When she reaches the base of the hill, she disables the main CCTV surrounding the gate and gatehouse interior.

Then, after Joe has overpowered and incapacitated the guard, they lock him in the gatehouse outbuilding. And Lucinda sets about deactivating as many of the external cameras as she can from the gatehouse.

Lucinda doesn’t know why she trusts Joe but she does. He has the same bright eyes as Penny and seems to genuinely care about Nina, perhaps as much as she now does.

She has a plan. She has of course thought through backup plans for months, since that meeting with John. Since she found out what the number on the piece of paper was for.

Lucinda pulls out her phone now and sends the encrypted message that she’s been sitting on since the day John gave her that number, a message that offers her inside information on a specific type of people-trafficking now popular in certain echelons of the population. In exchange for that whistleblowing she will require protection and immunity from prosecution.

She might not get full immunity, she knows, but she is betting her life that they will keep her safe long enough to put the people involved on trial. And that seems like a surer prospect than her current chances.

As Joe and Lucinda race back up the hill, she thinks through their next moves. All Nina has to do is survive one more room and they’ll be able to save her.

Back at the house, Lucinda disables the upstairs CCTV and explains to Joe that it isn’t as simple as just storming downstairs into the basement rooms and grabbing Nina.

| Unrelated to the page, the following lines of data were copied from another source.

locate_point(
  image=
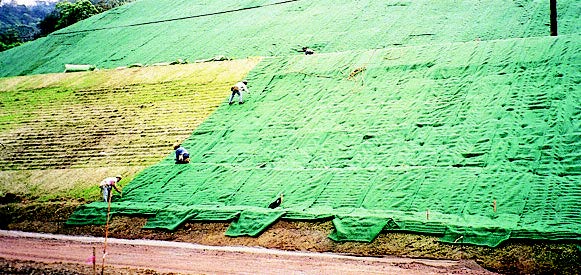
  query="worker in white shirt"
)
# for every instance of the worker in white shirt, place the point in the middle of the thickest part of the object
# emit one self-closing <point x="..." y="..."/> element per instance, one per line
<point x="237" y="89"/>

The building is automated, and once the system is started it will not reopen until everything is completed, one way or another.

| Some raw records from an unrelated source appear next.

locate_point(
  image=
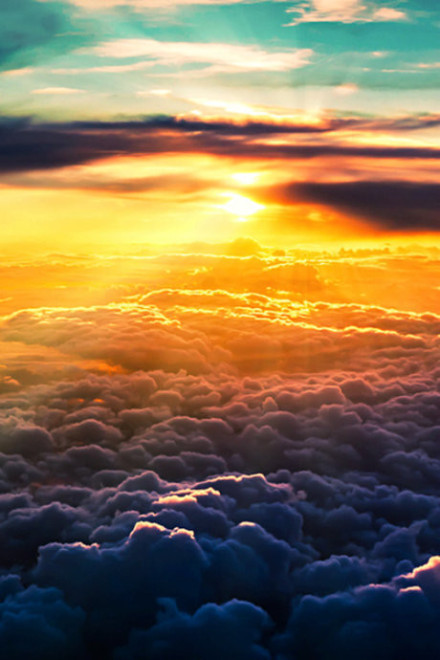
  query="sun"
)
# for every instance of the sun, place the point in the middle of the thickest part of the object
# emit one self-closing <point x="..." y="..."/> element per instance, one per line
<point x="241" y="206"/>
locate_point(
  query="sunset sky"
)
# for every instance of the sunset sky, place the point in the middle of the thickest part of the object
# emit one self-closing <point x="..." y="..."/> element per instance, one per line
<point x="219" y="330"/>
<point x="147" y="122"/>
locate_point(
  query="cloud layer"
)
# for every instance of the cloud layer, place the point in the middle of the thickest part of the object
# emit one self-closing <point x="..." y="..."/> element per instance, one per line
<point x="237" y="475"/>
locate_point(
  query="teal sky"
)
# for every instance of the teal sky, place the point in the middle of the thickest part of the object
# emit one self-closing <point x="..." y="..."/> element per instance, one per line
<point x="96" y="58"/>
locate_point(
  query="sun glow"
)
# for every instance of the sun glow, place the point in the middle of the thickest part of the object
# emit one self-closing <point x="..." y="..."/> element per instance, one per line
<point x="241" y="206"/>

“The rooms down there, they’re escape rooms. Very expensive, very dangerous escape rooms,” she explains. “And you don’t get out unless you solve them. The house used to be a challenge, for rich clients. Nina’s father designed it. But as with everything, it adapted. It’s been repurposed. Now the clients pay to watch other people try to survive it.”

“And Nina’s in it. Now?”

“Yes. But there is a way to stop the system—without completing it. It’s a big move, though.”

“Okay, let’s do that then. Show me and we’ll do it.”

Lucinda shakes her head. “No. I need to ask someone else. Only they can do it. And I need you here. I need you to go down to the locked basement door and wait. Can you trust me? Can you do that?”

Joe looks at Lucinda afresh and notices her hands are shaking ever so slightly as they cling to her wrist band.

She’s scared, and that seems like a good sign to him.

“Yes, I trust you,” he says. “Go do what you have to do.”

CHAPTER 39

NINA

T he entire floor space of the third room is a chessboard. Nina enters, cautiously, stepping from one large empty square to the next. Each lights up as her weight hits it.

This room is clearly A Game of Chess, though Nina doubts it will be like any she has played before.

“Take your position on a3. The game will commence shortly.”

Nina looks across the room to the a3 square. This is Anderssen’s Opening. They are going to ask her to play the Anderssen/Morphy game.

Nina stops in her tracks, a cold chill running through her, because she knows with absolute certainty that she does not remember the moves or script for that game. If making it out of this room relies on that knowledge, then Nina is as good as dead.

Across the room the entry door seals and the lighting state brightens.

“Welcome, Nina, to A Game of Chess. This game requires you to remain on Anderssen’s Opening as long as possible. Stay on a3.”

With that a low whirring sound begins to fill the room. At first Nina can’t tell what exactly is happening, but as the first set of squares across the room loses their lights her eyes make sense of the scene. The opposite wall is moving toward her. The room is closing in.

Nina’s eyes scan the room for a screen with more instructions, but there is none. There are no questions, there is no task to complete.

“Bathsheba,” Nina calls, raising her voice above the hydraulic whir, “what am I supposed to do? What are the questions?”

Bathsheba’s voice flickers back to life. “Stay on a3.”